Patients who did not undergo angiography:

Primary Endpoint: Composite of death or recurrent myocardial infarction by day 8 or hospital discharge, whichever came first.

Primary safety endpoint: Rate of TIMI major bleeding by the end of the day post-angiography or by day 8 or hospital discharge, whichever came first (if angiography not done)

Clopidogrel had significant benefit on all angiographic measurements. Clopidogrel reduced the risk of intracoronary thrombus (43% vs 50.8%; p<0.001).

At 30 days, there was no significant difference in cardiovascular death. Clopidogrel reduced the incidence of ischemic complications, including stroke.

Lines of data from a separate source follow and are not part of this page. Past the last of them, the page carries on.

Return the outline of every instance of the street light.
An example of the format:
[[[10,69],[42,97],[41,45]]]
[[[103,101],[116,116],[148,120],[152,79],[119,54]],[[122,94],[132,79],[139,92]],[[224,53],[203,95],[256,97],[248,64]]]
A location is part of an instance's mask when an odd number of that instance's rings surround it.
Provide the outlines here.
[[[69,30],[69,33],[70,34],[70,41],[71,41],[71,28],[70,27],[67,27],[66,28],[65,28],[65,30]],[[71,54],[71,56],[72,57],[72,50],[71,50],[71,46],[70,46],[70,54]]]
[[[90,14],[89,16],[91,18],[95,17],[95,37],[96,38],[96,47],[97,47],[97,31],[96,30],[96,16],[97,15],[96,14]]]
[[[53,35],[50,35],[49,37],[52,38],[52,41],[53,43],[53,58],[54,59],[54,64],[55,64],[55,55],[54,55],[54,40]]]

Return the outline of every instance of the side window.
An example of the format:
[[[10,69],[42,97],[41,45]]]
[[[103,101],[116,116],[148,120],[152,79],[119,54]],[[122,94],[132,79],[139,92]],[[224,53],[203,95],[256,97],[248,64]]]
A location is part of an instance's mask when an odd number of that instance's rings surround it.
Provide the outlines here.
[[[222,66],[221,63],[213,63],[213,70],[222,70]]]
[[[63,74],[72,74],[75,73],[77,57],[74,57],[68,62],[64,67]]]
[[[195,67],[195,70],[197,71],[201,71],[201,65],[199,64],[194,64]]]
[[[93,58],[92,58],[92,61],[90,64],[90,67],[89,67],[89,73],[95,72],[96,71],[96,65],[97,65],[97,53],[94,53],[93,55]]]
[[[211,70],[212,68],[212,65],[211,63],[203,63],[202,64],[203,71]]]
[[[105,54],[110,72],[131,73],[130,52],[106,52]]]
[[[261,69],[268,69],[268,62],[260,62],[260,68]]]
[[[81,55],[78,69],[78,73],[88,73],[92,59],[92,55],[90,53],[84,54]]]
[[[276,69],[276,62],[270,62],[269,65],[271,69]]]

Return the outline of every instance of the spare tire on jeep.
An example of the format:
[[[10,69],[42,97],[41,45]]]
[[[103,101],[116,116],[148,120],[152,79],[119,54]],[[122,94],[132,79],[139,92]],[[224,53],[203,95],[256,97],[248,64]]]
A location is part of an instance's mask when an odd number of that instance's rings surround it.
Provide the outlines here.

Rates of intracranial hemorrhage and minor bleeding were comparable between the two groups.

Summary
In patients 75 years of age or younger presenting with ST-elevation myocardial infarction and treated with a fibrinolytic and aspirin benefit from the addition of clopidogrel to improve the patency rate of the infarct-related artery to reduce ischemic complications, without increasing bleeding risk.
Implications
None.
Related Figures
[2]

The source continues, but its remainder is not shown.